The Dow Jones has reacted badly to data showing an increase in unemployment and drop in retail sales.
London, Paris and Frankfurt were off more between 5.7 and 7 percent at the close despite the Bank of England and European Central Bank cut interest rates by 1.5 and 0.5 percent respectively.
In the U.S. the Dow Jones industrial average, the Standard & Poor's 500 index and the Nasdaq composite all declined between 4 and 5 according to early tallies at the close of trading after poor retail and job figures.
Thomson Reuters estimated the U.S.'s October sales could be the worst monthly statistics in 8 years. Meanwhile, the number of Americans filing new claims for unemployment last week -- 481,000 -- topped forecasts predicting 476,000.
It's just an endless flow of bad news and no one wants to buy," said Dave Rovelli, managing director of U.S. equity trading at Canaccord Adams.
October retail sales from U.S. chain stores were mostly abysmal, although some discounters like Wal-Mart Stores escaped the fray. The housing market collapse, credit crunch and strained labor market have all taken their toll on consumers spending.
Earlier, most Asian and Pacific markets were also sharply lower on Thursday.
The Nikkei in Tokyo closed down 6.5 percent, while Australia's All Ordinaries slipped more than 4 percent.
In Seoul, the KOP finished the day 7.6 percent lower. The Taiwan Weighted index fell 5.7 percent. Hong Kong's Hang Seng closed down 7.1 percent.
The losses were more modest in Singapore, where the Straits Times Index was down more than 4 percent and the BSE SENSEX in Mumbai fell 4.2 percent by midday.

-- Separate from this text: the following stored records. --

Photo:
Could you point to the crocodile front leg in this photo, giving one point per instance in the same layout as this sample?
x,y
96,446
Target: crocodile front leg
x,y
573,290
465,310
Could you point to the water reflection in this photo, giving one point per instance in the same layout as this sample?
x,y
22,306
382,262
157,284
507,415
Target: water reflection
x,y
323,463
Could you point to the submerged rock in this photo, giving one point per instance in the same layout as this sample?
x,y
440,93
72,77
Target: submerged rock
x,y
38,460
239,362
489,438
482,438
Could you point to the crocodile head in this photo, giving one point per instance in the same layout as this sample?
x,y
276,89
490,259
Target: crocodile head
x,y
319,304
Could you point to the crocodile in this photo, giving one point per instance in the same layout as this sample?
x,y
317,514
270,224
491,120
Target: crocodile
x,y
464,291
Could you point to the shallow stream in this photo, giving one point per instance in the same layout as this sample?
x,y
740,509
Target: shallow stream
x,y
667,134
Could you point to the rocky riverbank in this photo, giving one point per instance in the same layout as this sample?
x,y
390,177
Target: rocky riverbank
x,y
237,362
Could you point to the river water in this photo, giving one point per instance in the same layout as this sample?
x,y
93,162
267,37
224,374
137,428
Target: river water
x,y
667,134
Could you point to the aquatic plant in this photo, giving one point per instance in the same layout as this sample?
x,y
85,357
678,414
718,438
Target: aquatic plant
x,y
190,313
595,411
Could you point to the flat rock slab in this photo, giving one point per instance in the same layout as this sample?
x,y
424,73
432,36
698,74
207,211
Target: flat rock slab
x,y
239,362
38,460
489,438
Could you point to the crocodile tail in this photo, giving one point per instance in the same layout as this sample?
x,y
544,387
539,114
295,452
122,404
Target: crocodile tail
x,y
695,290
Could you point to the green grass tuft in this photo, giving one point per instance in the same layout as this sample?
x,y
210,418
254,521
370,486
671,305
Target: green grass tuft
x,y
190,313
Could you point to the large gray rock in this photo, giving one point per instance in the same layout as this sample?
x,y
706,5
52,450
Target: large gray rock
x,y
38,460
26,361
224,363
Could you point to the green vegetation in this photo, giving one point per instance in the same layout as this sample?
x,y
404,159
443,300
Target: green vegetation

The selloff followed Wednesday's rally across Asia as markets returned to economic realities following historic elections in the United States that saw Barack Obama elected as the first African-American U.S. president.
On Wall Street Wednesday, the Dow Jones industrials fell 486 points, or 5 percent. Similar percentage losses were posted by the tech-heavy NASDAQ and broad-based Standard and Poor's 500.